かれ若し神に祷らば神かれを顧りみ 彼をしてその御面を喜こび見ることを得せしめたまはん 神は人の正義に報をなしたまふべし
27 Hij zal de mensen aanschouwen, en zeggen: Ik heb gezondigd, en het recht verkeerd, hetwelk mij niet heeft gebaat;
かれ人の前に歌ひて言ふ 我は罪を犯し正しきを抂たり 然ど報を蒙らず
28 Maar God heeft mijn ziel verlost, dat zij niet voere in het verderf, zodat mijn leven het licht aanziet.
神わが魂靈を贖ひて墓に下らしめず わが生命光明を見ん
29 Zie, dit alles werkt God twee- of driemaal met een man;
そもそも神は是等のもろもろの事をしばしば人におこなひ
30 Opdat hij zijn ziel afkere van het verderf, en hij verlicht worde met het licht der levenden.

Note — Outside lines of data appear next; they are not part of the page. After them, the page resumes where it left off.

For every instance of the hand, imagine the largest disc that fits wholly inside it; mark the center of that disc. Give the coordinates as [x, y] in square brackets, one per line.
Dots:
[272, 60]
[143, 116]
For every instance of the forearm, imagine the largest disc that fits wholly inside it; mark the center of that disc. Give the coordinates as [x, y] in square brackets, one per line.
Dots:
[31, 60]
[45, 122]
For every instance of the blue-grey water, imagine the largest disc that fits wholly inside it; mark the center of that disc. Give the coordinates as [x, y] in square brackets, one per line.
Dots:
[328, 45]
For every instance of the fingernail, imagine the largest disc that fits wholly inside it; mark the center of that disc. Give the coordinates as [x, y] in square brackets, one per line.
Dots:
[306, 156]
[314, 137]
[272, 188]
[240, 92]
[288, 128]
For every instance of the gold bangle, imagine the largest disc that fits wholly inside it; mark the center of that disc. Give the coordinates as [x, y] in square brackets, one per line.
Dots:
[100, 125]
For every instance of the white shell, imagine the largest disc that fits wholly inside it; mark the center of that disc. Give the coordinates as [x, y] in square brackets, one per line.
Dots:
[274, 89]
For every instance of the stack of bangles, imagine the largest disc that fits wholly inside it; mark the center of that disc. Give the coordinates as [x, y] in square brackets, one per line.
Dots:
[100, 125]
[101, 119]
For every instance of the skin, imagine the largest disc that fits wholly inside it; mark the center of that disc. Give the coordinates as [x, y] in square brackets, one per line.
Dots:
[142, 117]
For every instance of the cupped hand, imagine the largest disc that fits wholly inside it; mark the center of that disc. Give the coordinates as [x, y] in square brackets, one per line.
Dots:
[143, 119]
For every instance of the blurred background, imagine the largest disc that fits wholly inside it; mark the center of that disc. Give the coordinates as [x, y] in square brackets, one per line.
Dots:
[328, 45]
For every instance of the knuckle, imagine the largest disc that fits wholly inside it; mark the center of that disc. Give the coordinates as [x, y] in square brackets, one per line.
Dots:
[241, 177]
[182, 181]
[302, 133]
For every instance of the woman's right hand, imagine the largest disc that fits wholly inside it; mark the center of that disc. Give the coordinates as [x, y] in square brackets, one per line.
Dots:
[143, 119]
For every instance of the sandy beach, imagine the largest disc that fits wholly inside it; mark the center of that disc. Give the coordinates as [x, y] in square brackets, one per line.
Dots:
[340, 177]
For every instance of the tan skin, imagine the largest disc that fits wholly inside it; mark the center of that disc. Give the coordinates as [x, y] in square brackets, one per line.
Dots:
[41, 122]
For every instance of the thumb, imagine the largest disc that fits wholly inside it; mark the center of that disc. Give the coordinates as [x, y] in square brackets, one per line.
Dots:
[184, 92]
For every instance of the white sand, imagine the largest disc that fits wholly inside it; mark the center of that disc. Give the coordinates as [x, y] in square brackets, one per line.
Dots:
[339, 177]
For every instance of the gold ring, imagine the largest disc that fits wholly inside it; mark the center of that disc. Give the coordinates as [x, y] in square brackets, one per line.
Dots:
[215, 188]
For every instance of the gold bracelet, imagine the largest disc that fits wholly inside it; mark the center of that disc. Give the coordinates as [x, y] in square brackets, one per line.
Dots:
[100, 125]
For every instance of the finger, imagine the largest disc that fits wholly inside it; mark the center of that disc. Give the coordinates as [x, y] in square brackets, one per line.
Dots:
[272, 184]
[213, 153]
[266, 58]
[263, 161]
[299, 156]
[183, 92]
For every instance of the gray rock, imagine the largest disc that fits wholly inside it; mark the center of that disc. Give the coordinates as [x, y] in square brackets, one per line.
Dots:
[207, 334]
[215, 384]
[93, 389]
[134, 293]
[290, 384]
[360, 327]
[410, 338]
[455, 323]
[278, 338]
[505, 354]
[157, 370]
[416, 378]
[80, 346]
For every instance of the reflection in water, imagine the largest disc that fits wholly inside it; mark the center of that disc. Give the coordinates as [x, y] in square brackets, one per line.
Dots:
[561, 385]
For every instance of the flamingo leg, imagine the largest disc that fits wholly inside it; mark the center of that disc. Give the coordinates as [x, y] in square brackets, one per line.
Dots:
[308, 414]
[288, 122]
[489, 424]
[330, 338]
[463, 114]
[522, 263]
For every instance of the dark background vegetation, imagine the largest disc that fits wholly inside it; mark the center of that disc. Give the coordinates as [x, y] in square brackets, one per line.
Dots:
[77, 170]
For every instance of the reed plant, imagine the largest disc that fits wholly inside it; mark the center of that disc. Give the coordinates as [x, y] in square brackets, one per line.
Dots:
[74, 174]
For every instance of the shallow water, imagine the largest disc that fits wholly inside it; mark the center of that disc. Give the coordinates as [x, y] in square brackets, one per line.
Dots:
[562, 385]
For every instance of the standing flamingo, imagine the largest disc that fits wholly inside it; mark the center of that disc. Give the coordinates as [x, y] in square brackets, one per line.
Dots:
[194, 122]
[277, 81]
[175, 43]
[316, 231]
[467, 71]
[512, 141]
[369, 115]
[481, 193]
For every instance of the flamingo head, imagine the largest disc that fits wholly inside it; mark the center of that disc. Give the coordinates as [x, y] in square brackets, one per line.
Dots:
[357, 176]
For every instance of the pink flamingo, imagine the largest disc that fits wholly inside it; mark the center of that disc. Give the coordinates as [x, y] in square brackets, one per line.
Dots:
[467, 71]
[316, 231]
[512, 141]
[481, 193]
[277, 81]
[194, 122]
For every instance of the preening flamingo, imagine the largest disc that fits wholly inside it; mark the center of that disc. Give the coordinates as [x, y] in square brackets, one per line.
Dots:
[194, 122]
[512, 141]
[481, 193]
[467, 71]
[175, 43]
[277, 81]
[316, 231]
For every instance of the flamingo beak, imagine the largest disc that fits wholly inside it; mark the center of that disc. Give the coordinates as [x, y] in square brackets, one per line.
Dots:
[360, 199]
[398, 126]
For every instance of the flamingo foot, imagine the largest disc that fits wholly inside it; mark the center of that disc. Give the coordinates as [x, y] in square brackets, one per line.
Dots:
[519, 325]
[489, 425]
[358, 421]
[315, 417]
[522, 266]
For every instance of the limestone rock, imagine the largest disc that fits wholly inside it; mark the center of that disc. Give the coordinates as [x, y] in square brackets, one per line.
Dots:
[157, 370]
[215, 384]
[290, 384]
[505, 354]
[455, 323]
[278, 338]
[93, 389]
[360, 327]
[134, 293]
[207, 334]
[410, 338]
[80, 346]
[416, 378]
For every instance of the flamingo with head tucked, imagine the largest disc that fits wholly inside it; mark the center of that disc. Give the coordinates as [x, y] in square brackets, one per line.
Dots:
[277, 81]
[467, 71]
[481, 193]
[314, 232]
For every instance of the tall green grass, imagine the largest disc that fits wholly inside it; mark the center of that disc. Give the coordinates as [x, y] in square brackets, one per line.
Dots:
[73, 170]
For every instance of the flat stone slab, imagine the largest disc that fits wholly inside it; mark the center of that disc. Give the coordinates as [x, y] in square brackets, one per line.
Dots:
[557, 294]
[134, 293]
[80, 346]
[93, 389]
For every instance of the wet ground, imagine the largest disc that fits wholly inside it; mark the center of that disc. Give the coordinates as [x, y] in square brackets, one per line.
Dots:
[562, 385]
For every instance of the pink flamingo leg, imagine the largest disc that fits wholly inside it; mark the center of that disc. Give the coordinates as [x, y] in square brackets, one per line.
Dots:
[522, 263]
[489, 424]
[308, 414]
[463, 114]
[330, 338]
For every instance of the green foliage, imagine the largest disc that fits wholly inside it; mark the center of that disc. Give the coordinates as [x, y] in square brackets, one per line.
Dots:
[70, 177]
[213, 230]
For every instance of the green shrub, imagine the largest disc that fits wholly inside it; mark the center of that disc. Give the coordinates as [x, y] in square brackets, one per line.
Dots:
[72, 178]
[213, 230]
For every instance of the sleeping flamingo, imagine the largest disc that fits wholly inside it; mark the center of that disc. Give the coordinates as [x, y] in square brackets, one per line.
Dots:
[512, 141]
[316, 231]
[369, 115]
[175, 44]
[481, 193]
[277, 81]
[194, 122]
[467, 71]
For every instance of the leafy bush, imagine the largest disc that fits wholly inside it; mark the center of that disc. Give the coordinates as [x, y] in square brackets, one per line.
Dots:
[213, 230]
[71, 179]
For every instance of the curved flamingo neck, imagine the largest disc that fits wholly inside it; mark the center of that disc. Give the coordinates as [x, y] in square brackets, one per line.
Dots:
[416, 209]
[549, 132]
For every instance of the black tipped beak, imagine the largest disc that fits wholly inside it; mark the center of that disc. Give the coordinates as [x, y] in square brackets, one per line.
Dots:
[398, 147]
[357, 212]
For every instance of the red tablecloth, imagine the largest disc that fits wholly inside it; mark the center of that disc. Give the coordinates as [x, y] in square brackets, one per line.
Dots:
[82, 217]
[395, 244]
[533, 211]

その魂靈を墓より牽かへし生命の光明をもて彼を照したまふ
31 Merk op, o Job! Hoor naar mij; zwijg, en ik zal spreken.
ヨブよ耳を傾むけて我に聽け 請ふ默せよ 我かたらん
32 Zo er redenen zijn, antwoord mij; spreek, want ik heb lust u te rechtvaardigen.
なんぢもし言ふべきことあらば我にこたへよ 請ふ語れ 我なんぢを義とせんと慾すればなり
33 Zo niet, hoor naar mij; zwijg, en ik zal u wijsheid leren.